Friday, October 06, 2006

Never rains but...

...it usually does, particularly if I've made the conscious choice not to take any form of water resistant clothing on a trip to the supermarket. As I did this morning.

Splish bloody splosh.

Plus professionally I'm in the unique position of having work lined up through to round about this time next year. On shows I like, and on at least one of which I'll get a creator's credit. Extraordinary, amazing, thank the smiling stars, who'd have dreamt a totie wee boy like me etc.

And so, of course, now the offers come in. Never rains but... Two in the last three days, one of which is an ohmygod at last, finally I get the chance to do it, this is what I've been waiting for, I knew it, all I had to do was keep churning it out, hoozah, the single of one's dreams...

...but I can't do it.

Because I'm already committed to one and half other shows in the same period.

Arse.

And this isn't the first time it's happened.
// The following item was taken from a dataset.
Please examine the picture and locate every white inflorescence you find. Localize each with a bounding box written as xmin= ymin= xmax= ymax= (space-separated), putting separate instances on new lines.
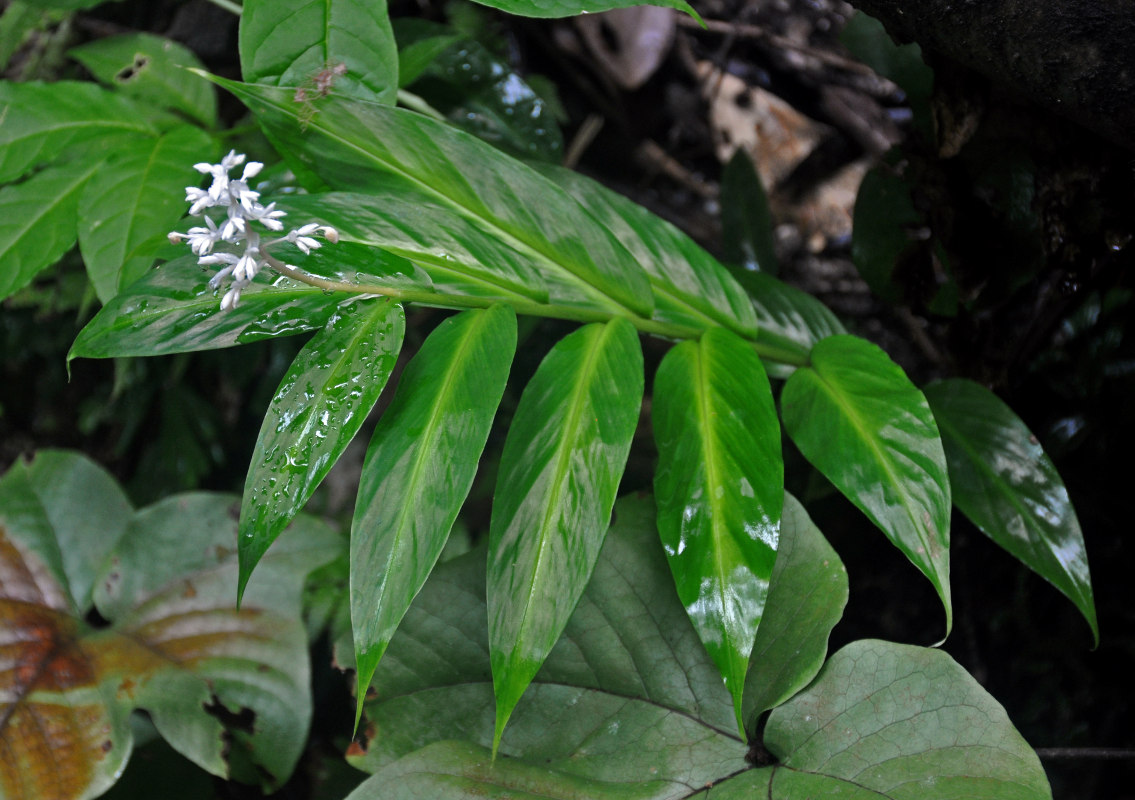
xmin=168 ymin=150 xmax=338 ymax=310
It's the classic freelancer's dilemma - do you take the certain job that's on the table, one which offers financial security and the degree of satisfaction offered by a job well done... or do you turn that down and hold out, for an unknown and financially alarming period of time, in the hope that something more challenging and potentially more satisfying will happen along?

Of course you take the job on the table. The job on the table keeps the roof on the house (or helps buy the house, in my current situation), and the season being what it is (see aforementioned supermarket trip), roofs matter.

But for fuck's sake...

My current state of mind can be summed up by a long exhalation, a heavy combination of groan and sigh, and an acceptance that if fate arrives smiling at your door, when you invite her in she's guaranteed to tread dog shite on your carpet, break your favourite mug (not the daisy mug...) and embarrass you at parties by being sick in the fruit punch.*

Tom Bell died. I thought he was tremendous, very unusual for a British actor in his understated but compelling presence. I vividly remember him in the brilliant Out, even though I only saw a small part of it (too young) at the time. I think it was the first time I'd seen an actor convey a real sense of violence, not just the cartoon violence I'd seen on cowboy films or The Professionals, and I found it impressive and disturbing . He was equally brilliant as the father in the best adaptation of Sons and Lovers I've seen**, and was probably the best thing on the screen in umpteen other character roles throughout his career. I think only Gary Oldman has been able to bring a similar sense of menace and danger to his roles, but Tom Bell never needed to try as hard.


*not that anyone would notice, going by my distant and hazy memories of the 'fruit punches' that featured solely at student parties.

**and only now do I find it was adapted by Trevor Griffiths, which explains a lot.

5 comments:

Dom Carver said...

If you have an overflow of work you could always send some my way? I would be most greatful.

Tom Bell = Legend

I loved the way he would ooze in to shot; he never rushed in to shot, he'd just ooze. He was the master oozer. Looking forward to seeing him ooze on to screen in Prime Suspect 7.

mark g said...

Well I do have the 4th draft of this beat sheet to get in...

Tom Bell; Absolutely. He never played for your for attention, he just sort of drew it like some dark magnet.

Dom Carver said...

Perhaps you would write a post about beat sheets? It would be very interesting to learn how show's such as Afterlife and Life On Mars want them done.

We're all ears...err, I mean eyes

English Dave said...

lol Mark

It's very odd. I've gone through periods where I've gut churningly had to turn work away and periods where I'd beat a fellow writer to death if they were competition because I hadn't had a commission in 3 months.

Even odder is the busier you are the more work you are offered. And I'm talking about people offering work who don't know how busy you are. Nothing to do with buzz. It just seems to happen that way.

Conversely, in a dry spell you think your phone is on the blink.

mark g said...

Absolutely. It's as if editors and producers can catch that faint smell of burning insulation as your brain whirrs in overdrive. It's the smell of creativity in action!